Выскользнув из обмякших пальцев, ружье ударилось о ветвь и улетело в пропасть, так и не успев никому причинить вреда. Из зарослей появился третий фуркот, а тот, что лежал неподвижно, перевернулся на живот и встал на лапы.
Мумадим встряхнулся, сбрасывая воду с зеленого меха, и лапой содрал с бока насосавшегося крови паразита, очень похожего на открытую рану. Второго паразита, поменьше, Мумадим осторожно сковырнул с неба.
— Гадость! — с отвращением пробормотал он. — Саалахан, ты цел?
Тот кивнул, поднимаясь с кровавой лепешки, которая минуту назад была солдатом элитного подразделения имперских экспедиционных войск.
— Неплохо получилось. А ты как?
— Нормально, только я все время ломал голову, почему ты мешкаешь.
Саалахан проводил взглядом паразитов — отяжелев от чужой крови, они медленно ползли по ветке в поисках укрытия.

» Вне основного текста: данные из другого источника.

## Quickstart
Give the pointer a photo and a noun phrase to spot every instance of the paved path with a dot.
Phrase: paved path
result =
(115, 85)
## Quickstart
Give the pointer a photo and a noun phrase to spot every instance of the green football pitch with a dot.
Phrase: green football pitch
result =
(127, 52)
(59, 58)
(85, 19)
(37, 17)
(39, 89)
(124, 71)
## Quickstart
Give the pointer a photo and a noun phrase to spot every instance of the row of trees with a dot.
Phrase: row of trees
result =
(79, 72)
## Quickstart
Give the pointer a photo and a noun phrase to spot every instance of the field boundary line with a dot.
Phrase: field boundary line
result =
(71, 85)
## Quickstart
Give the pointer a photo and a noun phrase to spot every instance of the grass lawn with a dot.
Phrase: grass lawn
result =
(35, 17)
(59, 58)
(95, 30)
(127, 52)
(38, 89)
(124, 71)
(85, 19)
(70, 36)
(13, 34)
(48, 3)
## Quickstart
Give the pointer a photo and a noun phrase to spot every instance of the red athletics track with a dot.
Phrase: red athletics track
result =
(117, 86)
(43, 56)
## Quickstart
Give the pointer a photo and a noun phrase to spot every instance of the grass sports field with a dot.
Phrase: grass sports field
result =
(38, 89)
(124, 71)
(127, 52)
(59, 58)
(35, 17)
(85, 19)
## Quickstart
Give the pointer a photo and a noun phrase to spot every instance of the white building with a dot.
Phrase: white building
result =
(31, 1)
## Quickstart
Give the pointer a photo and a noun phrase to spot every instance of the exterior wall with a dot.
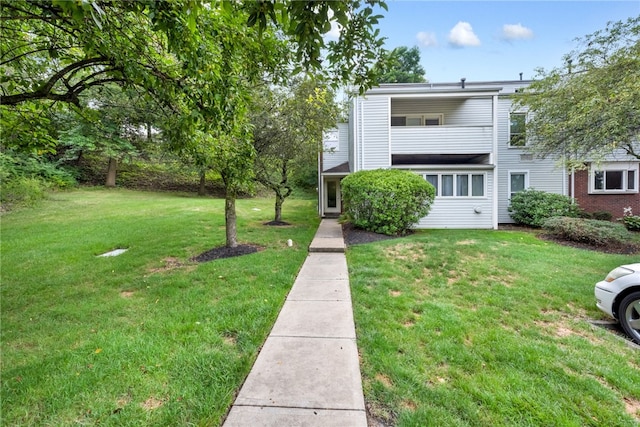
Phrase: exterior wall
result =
(441, 140)
(613, 203)
(456, 111)
(468, 128)
(452, 212)
(543, 174)
(374, 133)
(339, 155)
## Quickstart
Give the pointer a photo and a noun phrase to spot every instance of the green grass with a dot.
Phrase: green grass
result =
(489, 328)
(148, 337)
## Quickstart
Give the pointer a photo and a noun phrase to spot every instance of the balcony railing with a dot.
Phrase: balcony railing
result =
(441, 139)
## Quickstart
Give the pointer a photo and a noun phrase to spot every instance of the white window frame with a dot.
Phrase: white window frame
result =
(423, 118)
(517, 172)
(526, 119)
(623, 167)
(469, 174)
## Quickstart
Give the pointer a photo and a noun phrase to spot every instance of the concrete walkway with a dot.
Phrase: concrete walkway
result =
(308, 373)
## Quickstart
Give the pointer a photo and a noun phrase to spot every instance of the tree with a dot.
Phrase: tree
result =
(200, 60)
(403, 66)
(287, 134)
(590, 107)
(115, 123)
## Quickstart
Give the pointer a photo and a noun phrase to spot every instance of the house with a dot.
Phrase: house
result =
(608, 186)
(462, 137)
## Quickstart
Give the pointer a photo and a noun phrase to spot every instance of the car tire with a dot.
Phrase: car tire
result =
(629, 314)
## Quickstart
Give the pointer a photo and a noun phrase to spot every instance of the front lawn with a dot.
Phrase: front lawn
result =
(148, 337)
(489, 328)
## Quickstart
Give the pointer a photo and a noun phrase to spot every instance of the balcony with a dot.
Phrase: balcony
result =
(441, 139)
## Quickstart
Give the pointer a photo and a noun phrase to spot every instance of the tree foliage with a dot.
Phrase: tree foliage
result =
(199, 60)
(403, 66)
(288, 124)
(591, 107)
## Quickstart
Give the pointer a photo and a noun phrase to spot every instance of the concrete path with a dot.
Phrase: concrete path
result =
(308, 373)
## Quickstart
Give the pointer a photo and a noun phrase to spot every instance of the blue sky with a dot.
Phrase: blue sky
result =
(495, 40)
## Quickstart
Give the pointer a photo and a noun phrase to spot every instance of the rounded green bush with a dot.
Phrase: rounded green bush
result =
(386, 201)
(590, 231)
(533, 207)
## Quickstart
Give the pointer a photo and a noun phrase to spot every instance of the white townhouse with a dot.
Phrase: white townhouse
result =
(464, 138)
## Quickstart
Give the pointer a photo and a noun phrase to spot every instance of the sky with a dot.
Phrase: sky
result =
(495, 40)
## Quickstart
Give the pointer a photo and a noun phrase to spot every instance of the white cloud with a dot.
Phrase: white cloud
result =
(516, 32)
(462, 35)
(427, 39)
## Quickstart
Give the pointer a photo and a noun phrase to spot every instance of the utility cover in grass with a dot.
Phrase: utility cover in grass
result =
(114, 252)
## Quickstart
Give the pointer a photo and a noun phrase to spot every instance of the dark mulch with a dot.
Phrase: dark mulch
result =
(225, 252)
(611, 248)
(277, 223)
(356, 236)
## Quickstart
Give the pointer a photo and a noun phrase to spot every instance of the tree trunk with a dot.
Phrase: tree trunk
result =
(111, 172)
(201, 188)
(279, 202)
(230, 220)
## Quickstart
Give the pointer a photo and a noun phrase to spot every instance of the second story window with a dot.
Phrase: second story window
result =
(417, 120)
(517, 136)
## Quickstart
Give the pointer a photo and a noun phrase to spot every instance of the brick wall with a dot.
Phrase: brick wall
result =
(613, 203)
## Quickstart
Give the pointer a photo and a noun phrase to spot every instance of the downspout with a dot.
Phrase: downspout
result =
(354, 167)
(320, 186)
(573, 183)
(362, 135)
(494, 210)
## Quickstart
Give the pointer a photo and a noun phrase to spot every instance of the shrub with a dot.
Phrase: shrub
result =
(632, 222)
(602, 215)
(387, 201)
(22, 191)
(589, 231)
(533, 207)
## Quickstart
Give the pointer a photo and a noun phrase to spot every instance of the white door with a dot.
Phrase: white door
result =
(332, 195)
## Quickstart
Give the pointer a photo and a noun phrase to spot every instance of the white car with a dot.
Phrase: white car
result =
(618, 295)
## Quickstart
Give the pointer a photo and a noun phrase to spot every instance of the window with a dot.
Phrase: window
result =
(433, 180)
(614, 180)
(518, 181)
(417, 120)
(517, 136)
(457, 185)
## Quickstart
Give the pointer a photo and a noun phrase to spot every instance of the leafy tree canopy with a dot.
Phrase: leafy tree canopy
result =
(287, 135)
(403, 66)
(591, 107)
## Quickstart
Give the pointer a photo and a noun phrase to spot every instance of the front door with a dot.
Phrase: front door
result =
(332, 196)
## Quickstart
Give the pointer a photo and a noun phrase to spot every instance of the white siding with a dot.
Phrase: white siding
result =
(544, 174)
(441, 140)
(456, 111)
(341, 154)
(374, 133)
(450, 212)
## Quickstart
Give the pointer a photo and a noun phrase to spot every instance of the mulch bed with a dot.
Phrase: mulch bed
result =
(277, 223)
(225, 252)
(356, 236)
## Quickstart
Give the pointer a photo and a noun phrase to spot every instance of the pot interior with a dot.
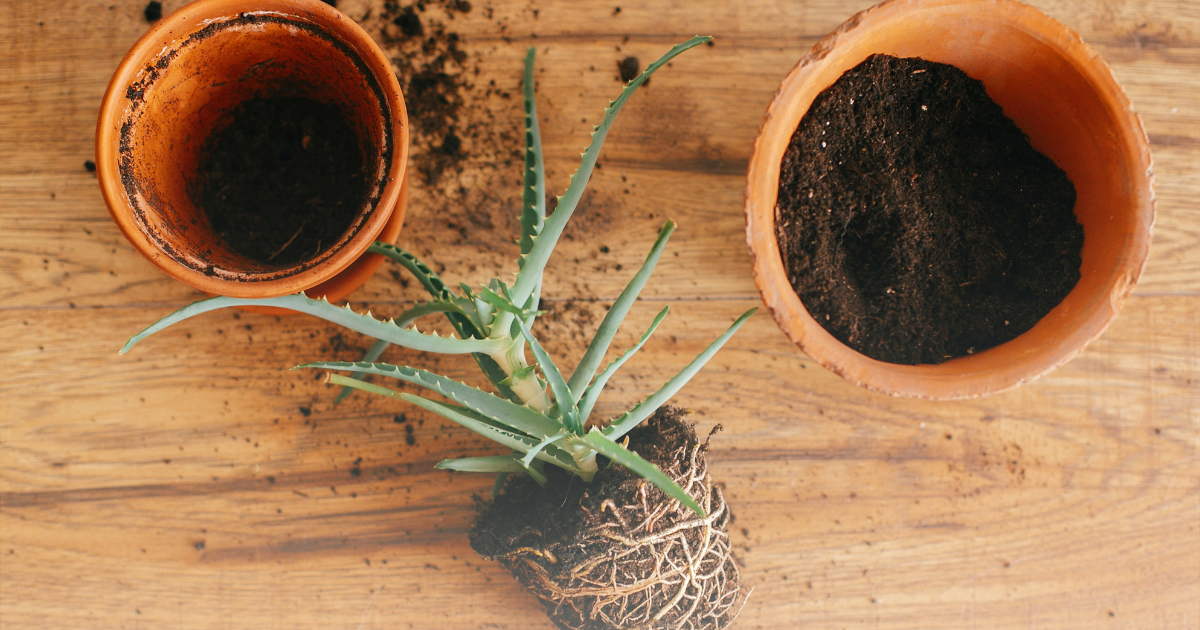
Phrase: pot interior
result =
(1063, 97)
(192, 89)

— Чего волноваться-то? Много они не высосут.
— Дело не в этом. Тот, который был во рту, оказался очень мерзким на вкус, и мне хотелось побыстрее избавиться от него.
Обе ранки Мумадима уже почти затянулись. Слюна паразитов имела целебный эффект — в их интересах, чтобы «кормилец» не умер от инфекции.
Как только Туватем присоединилась к друзьям, все три фуркота принялись разглядывать спящих. Между делом Саалахан столкнул с ветви мертвого солдата. Шум падения тела слился с шумом дождя и никого не разбудил.
— Что дальше? — прошептала Туватем.
— Они спят. — Возбужденный Мумадим впился когтями в дерево. — Давайте нападем и скинем всех вниз!
— Нет, — Саалахан осматривался и думал — он был здесь самым старшим фуркотом, а значит, и самым благоразумным. — Может, не все спят. Их дутики стреляют молниями, а мы не так быстры, как молния. Уходим.
Они растаяли среди ветвей так же бесшумно, как появились.
***Сейджихаграст БХРИТ пришел в ярость, взглянув на свой хронометр. Почему Татрасасипа не разбудил сменщика? Надо было это сделать давным-давно!
Солдат сердито нащупал свое ружье. Пусть Татрасасипа не просит вознаграждения за то, что перестоял на посту! Ничего не выйдет. А если он заснул на часах, то пускай на себя пеняет. Сержант сорвет чешуйки с его ноздрей.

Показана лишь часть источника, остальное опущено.